Social determinants of health not only drive up healthcare costs, but also threaten a healthcare organization’s success under value-based purchasing models. Seriocomic factors account for about 40 percent of patient’s health and failing to address the factors lead to worse clinical and financial outcomes.

READ MORE: Understanding the Value-Based Reimbursement Model Landscape

Developing population health management services that factor in a patient’s or member’s housing, food, and other socioeconomic circumstances will help healthcare organizations drive down their costs while improving the overall health of their populations.

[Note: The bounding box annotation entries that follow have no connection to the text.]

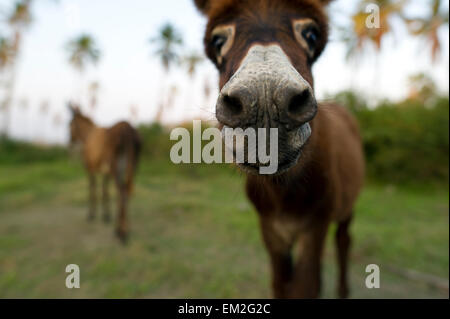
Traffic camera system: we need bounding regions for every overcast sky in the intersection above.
[0,0,449,142]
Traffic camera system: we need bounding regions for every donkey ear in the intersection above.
[194,0,212,14]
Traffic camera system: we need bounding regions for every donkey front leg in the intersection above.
[88,174,97,221]
[261,217,293,299]
[116,182,128,243]
[291,223,328,299]
[102,174,111,223]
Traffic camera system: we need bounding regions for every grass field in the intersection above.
[0,160,449,298]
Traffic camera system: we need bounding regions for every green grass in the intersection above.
[0,160,449,298]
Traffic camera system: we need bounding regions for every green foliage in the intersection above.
[0,92,449,184]
[336,92,449,183]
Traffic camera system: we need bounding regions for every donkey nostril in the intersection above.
[288,90,310,115]
[222,95,244,116]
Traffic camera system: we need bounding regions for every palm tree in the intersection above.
[406,0,449,63]
[0,36,14,72]
[67,34,100,72]
[66,34,100,106]
[150,23,183,72]
[340,0,409,58]
[0,0,33,134]
[150,23,183,122]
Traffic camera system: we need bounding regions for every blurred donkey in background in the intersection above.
[68,103,141,242]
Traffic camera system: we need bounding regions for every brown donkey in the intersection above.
[195,0,364,298]
[69,104,141,242]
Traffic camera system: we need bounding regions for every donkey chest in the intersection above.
[84,131,110,174]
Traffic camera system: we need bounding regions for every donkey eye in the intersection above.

Other challenges, issues, and opportunities topping healthcare executive priority lists in 2019 include:

  • Digital healthcare: implementing portals, patient literacy initiatives, cost transparency, digital payments, wearables, health monitoring, and other health IT tools
  • Rising pharmacy costs: developing strategies to curb prescription drug spending
  • External market disruption: responding to new players in the healthcare space, such as Amazon, Apple, Chase, Walmart, and Google
  • Operational effectiveness: creating strategies to implement lean quality programs, process efficiency models, robotics automation, revenue cycle management, and real-time/near-time point-of-sales transactions
  • Opioid management: establishing methods for identifying and supporting individuals and populations with substance abuse and addiction disorders and those at risk of addiction
  • Cybersecurity: improving the privacy and security of consumer information

While HCEG leaders agreed that the 2019 Top 10 list contained key challenges and opportunities, the group’s Executive Director was surprised that specific concerns did not make the list for the coming year.

“Selecting and ranking healthcare issues is always a challenge as we are in a very critical and dynamic stage in healthcare,” stated Ferris W. Taylor. “Everything seems important. Particularly issue #11 Healthcare Policy Reform and issue #12 Precision/Personalized Medicine.”

“More than a handful of HCEG members were surprised that these topics did not make the Top 10.” Taylor continued. “HCEG plans to further explore the reasoning through facilitated discussions at upcoming events and within the HCEG digital community. It’s a compliment to the HCEG members that we reached an agreement on these 10 critical and actionable issues.”